Socio-economic status linked to detection of congenital heart defects – Consumer Health News

MONDAY, May 17, 2021 (HealthDay News) – Lower socioeconomic quartile (SEQ), Hispanic ethnicity, and rural residence are associated with lower prenatal detection (PND) of congenital heart disease, particularly major artery transposition ( TGA), according to a study published online May 17 in Circulation.

Anita Krishnan, MD, of the Children’s National Heart Institute in Washington, DC, and her colleagues conducted a retrospective multicenter cohort study involving fetuses and infants with hypoplastic left heart syndrome (HLHS) or TGA with an initial assessment in a participating institution between 2012 and 2016. The authors examined associations of SEQ, type of insurance, race / ethnicity, rural residence, and distance of residence with PND from HLHS or TGA.

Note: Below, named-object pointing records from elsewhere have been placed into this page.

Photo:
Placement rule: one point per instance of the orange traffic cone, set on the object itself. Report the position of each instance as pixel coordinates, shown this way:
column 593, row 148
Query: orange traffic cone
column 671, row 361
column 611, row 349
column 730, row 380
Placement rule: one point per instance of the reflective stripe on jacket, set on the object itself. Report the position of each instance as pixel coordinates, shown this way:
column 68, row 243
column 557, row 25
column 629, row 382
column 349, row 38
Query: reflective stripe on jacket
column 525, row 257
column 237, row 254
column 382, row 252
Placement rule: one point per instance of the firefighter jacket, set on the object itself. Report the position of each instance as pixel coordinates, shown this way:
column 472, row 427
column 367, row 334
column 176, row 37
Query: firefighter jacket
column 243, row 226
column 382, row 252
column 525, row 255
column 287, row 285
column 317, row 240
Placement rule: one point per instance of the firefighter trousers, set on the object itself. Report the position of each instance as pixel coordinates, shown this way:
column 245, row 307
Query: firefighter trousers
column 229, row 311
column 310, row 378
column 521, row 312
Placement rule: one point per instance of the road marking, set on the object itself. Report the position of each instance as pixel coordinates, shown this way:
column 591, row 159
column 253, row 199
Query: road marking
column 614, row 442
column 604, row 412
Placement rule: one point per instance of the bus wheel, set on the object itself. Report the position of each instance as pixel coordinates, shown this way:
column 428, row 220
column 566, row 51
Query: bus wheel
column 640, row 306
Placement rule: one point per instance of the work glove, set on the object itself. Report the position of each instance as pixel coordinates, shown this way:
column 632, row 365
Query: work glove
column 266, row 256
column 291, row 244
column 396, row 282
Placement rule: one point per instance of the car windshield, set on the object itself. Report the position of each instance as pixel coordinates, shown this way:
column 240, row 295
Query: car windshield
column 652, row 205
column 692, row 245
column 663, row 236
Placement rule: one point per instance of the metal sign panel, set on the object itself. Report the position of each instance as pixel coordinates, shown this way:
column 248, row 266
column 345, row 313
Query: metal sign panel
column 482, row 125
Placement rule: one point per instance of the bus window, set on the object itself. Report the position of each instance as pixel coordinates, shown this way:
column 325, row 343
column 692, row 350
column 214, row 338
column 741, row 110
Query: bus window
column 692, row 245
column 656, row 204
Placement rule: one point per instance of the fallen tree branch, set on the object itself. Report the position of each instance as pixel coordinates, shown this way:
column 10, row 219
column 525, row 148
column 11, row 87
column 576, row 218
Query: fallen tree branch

Data were included for 1,862 people (1,171 with HLHS [92 percent PND] and 691 with TGA [58 percent PND]) in 21 centers (19 in the United States). Researchers found that lower SEQ was associated with lower PND in HLHS and TGA in the United States, with the largest effect in lower SEQ of pregnancies with fetal TGA (risk ratios, 0.78 and 0.77 for quartiles 1 and 2, respectively, compared to quartile 4). A lower PND in TGA was also observed in association with Hispanic ethnicity (risk ratio, 0.85) and rural residence (risk ratio, 0.78).

“Although the results were not completely surprising and resonate with clinical experience, the strength of the associations was surprising,” Krishnan said in a statement.